Der Service hat uns an diesem Abend nicht überzeugt. Da wurde uns in der Vergangenheit Besseres geboten. Gerade zu Beginn gibt es überlange Wartezeiten und ruhig und zurückhaltend vorgetragene Kritik mündet in überflüssigen langen Diskussionen.

FAZIT:

Die Kreativität und Ideenvielfalt der Küchencrew scheint ungebrochen. Auch an Gästen herrscht kein Mangel. Jörg Sackmann zeigt nach wie vor sehr viel Engegagement, sowohl im Hotel, den Restaurants, bei Fernsehauftritten und doch sieht man ihn schon beim Frückstück nach dem Rechten schauen.
Mit viel Einsatz und Eigenständigkeit behauptet er seinen Platz in Baiersbronn. Der Schatten der großen Kollegen Wohlfahrt und Lumpp verdunkelt Schwarzenberg nicht.
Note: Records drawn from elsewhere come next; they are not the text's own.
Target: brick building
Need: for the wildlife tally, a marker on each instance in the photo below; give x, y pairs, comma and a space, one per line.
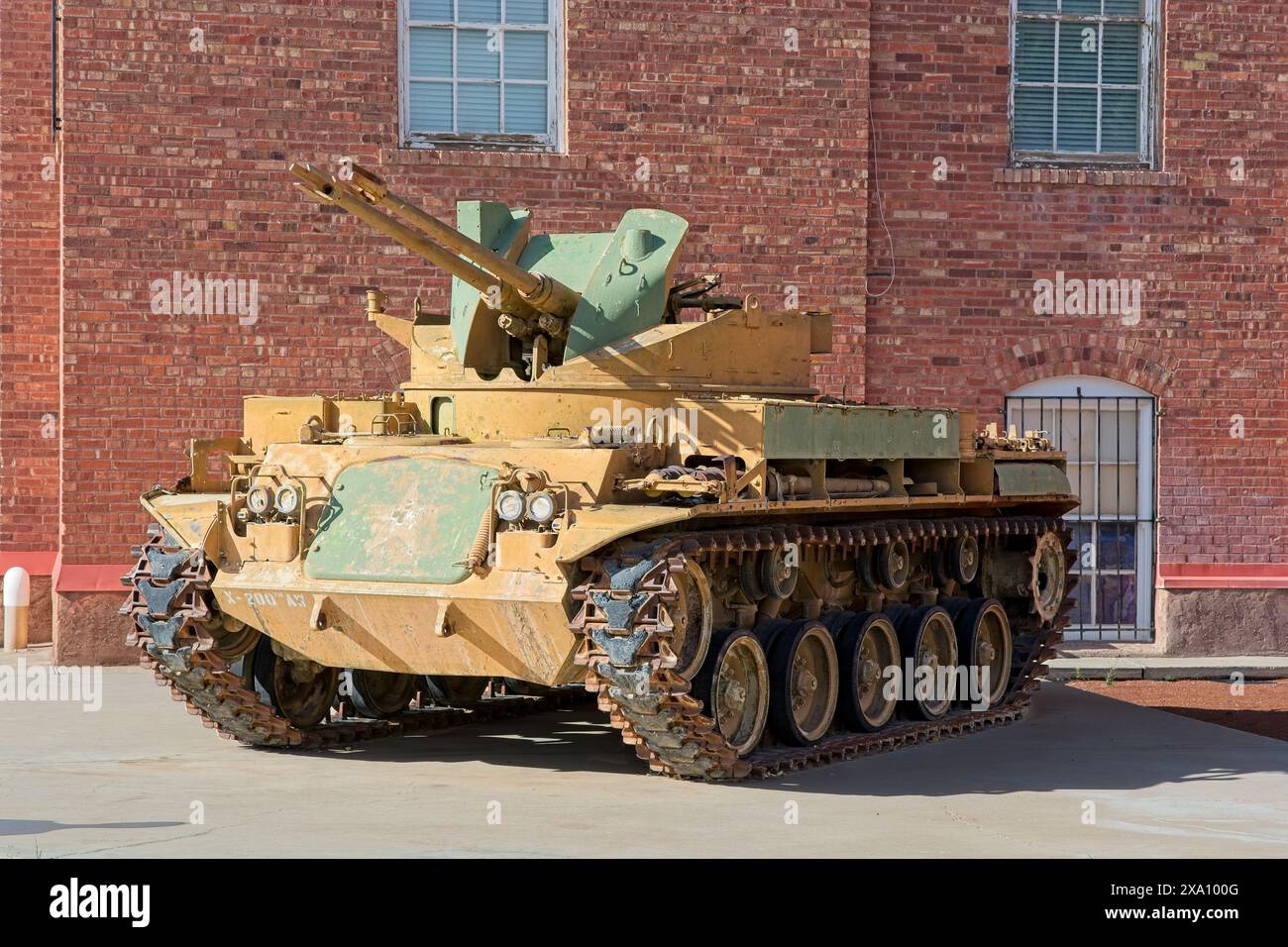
1065, 211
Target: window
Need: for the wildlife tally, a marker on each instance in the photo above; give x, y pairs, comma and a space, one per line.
1107, 428
482, 72
1082, 86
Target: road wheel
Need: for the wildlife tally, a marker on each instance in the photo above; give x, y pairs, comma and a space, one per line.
380, 693
456, 689
803, 684
864, 648
984, 643
692, 615
734, 686
928, 638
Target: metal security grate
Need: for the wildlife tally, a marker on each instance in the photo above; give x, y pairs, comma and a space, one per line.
1112, 449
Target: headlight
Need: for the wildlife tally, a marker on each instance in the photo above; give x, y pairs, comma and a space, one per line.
258, 500
286, 500
541, 508
509, 505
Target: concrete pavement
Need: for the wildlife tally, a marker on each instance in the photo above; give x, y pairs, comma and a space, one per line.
129, 779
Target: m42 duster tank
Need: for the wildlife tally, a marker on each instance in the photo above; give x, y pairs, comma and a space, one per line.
600, 475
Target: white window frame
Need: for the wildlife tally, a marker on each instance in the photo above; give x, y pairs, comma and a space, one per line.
1150, 98
1068, 386
553, 140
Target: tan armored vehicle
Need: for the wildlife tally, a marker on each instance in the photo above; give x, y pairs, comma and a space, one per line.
597, 474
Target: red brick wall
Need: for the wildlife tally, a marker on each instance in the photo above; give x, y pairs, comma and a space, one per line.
176, 161
957, 322
29, 285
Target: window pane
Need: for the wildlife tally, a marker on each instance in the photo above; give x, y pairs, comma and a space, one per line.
526, 108
526, 55
1034, 51
1116, 599
1081, 594
430, 106
1077, 120
1122, 54
1078, 53
1080, 544
478, 107
475, 59
1074, 432
430, 53
526, 12
1121, 121
1119, 489
1119, 432
1082, 479
436, 11
480, 11
1034, 112
1117, 547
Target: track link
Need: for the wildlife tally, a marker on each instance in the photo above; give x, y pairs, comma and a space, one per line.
175, 631
625, 644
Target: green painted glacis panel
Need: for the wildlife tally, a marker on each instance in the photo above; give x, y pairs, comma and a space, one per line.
626, 291
1026, 478
863, 432
400, 519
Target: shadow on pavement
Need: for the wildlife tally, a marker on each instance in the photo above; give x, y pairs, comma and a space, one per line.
35, 826
1070, 741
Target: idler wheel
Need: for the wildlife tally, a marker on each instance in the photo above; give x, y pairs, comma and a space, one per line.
300, 690
734, 686
380, 693
804, 682
1048, 577
928, 637
864, 647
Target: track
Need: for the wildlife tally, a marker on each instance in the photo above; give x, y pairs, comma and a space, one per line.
626, 634
623, 634
174, 613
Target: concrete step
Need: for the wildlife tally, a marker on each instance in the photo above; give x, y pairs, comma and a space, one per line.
1137, 668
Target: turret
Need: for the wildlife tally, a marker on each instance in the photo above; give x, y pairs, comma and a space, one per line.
518, 300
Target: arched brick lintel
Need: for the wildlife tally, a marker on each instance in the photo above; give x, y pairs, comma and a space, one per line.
1099, 355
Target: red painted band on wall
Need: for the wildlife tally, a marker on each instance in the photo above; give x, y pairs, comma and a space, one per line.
1223, 575
37, 562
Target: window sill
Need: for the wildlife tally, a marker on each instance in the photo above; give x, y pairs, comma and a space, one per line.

Zwei schwächere Eindrücke in einem so großen Menü sind durchaus verzeihlich.
Wer bei den angekündigten Amuse-Bouches-Gängen ängstlich nach Brot und Brötchen Ausschau hält dem sei gesagt, die Portionen sind großzügig bemessen. Hier können die Fotos zur Beruhigung beitragen.

Hotel und Restaurant erreichen Sie mit diesem Link.

Kommentare

2 Antworten zu “Schlossberg (**)”

  1. Andree sagt:

    Der Bericht klingt nach gutem Essen. Jedoch entsteht der Eindruck bei mir, als wäre ihr Herz nicht erwärmt worden. Ist das richtig?

  2. B. Steinmann sagt:

    Sie sehen das vollkommen richtig.
    Das Essen war insgesamt sehr gut. Einige Kritikpunkte habe ich benannt. Das wars dann aber auch schon.